Sunday, October 7, 2018

Life is Difficult in Middle School Choir Class

Hello!
It's been far too long since I have posted a blog entry.  Life can get so busy, as we all know. 

This evening, in my October Newsletter to the parents of my TWO HUNDRED and SEVENTY middle school choir students, I decided to up the level of transparency.  I decided I needed to really let them know.  To honestly let them know how difficult my job is when it comes to managing student behavior.  Here's what I sent...

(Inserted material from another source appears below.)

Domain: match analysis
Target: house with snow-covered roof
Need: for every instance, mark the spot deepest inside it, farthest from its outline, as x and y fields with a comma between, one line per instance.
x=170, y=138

Middle School Choir Class Environment...
I referenced this in the September Newsletter, and it's also the reason for the paragraph above this one.  
This is really important:  I need you to know that I have the single most difficult classroom management assignment in the district.  In an attempt to up my level of teaching transparency, let me explain...
All parents need to realize how CHALLENGING the middle school choir classroom environment is.  There are so many factors that make it more challenging than a standard classroom environment and the number ONE factor is simply, numbers.  My smallest class is FORTY students and my largest class is SEVENTY students.  A class with twice the students of a typical (25-32) sized class is not twice as hard to manage (behaviorally), it's EXPONENTIALLY harder.  Behavior management (also called classroom management) is the single most difficult aspect of being a MS choir director and is also the one thing I devote the most time to in class (come visit, you'll see) (it's also constantly discussed in the Choir Director Facebook groups).  Even good kids tend to misbehave occasionally when they are in groups this large (again, come visit, you'll see).  Another factor impacting behavior is that choir directors typically DO more than other teachers.  We play the piano constantly.  We read music constantly.  These things force us to have our eyes somewhere other than on the students in front of us.  This makes things very challenging when it comes to behavior management because we actually do NOT have eyes in the back (or, top) of our heads.  Another factor potentially impacting behavior is that in my room kids are approximately six inches from the kid sitting next to them (not three feet across an aisle like it is in their other classes).  This can make it much more tempting to talk, touch, poke, etc. a neighbor.  Another factor is the distraction that the iPad presents.  We read our choir music on the iPad (Green choir room!).  I tell the kids this is practice for when they are driving one day and they hear a notification on their phone.  They can choose to wait until an appropriate time, or they can look at their phone while driving.  We all know that distracted driving is a SERIOUS issue.  Please help me teach them to stay focused and not be distracted by games/images/websites when we are supposed to be looking at music on the iPads. 
In a perfect world, due to the size of my classes, we'd have three or four adults in the choir room at all times, including a full time accompanist.  Unfortunately, financially this is simply not an option.  
So... 
If your child receives an SRC referral from me, please don't be upset.  This is an opportunity to learn from a mistake in a challenging environment. Please do not try to get them out of the consequence as that is an important part of the learning process.  We actually WANT them to make mistakes so they can learn from them during these formative years so that they, hopefully, DON'T make mistakes when they are older.  If the adults in their lives attempt to swoop in and bail them out, not only will they not learn from their mistakes, but it will undermine my authority as Head Coach of the Creekside Choir program!  As mentioned above, behaviorally speaking, this is the most challenging hour of their day (and it's my ALL DAY).  Please discuss this with them.  We've been experiencing some pushing of the limits lately.  Ms. Merrill and I are working on helping them learn that chatting with a neighbor is actually disrespectful if it happens while the teacher is attempting to teach, or while we are working on music.  And let's remember a couple important facts as we help our adolescents learn how to function in large groups and in society in general...
1.  Just because you're the only one that got caught doesn't mean you're not guilty
2.  Attempting to use the phrase, "everyone was doing it" as an excuse is actually an admission of guilt

People who know me know that I absolutely LOVE my job and I absolutely ADORE my students.  It literally breaks my heart to have to occasionally use the SRC system to administer discipline, but sometimes it's absolutely necessary.  Again, please try to understand and be as helpful as you can as I attempt to help our youngsters learn how to navigate life in a challenging work (we WORK on our curriculum just like Math class, or a job) environment.  And again, please come visit.  It will shed tremendous light on everything I said in this lengthy paragraph.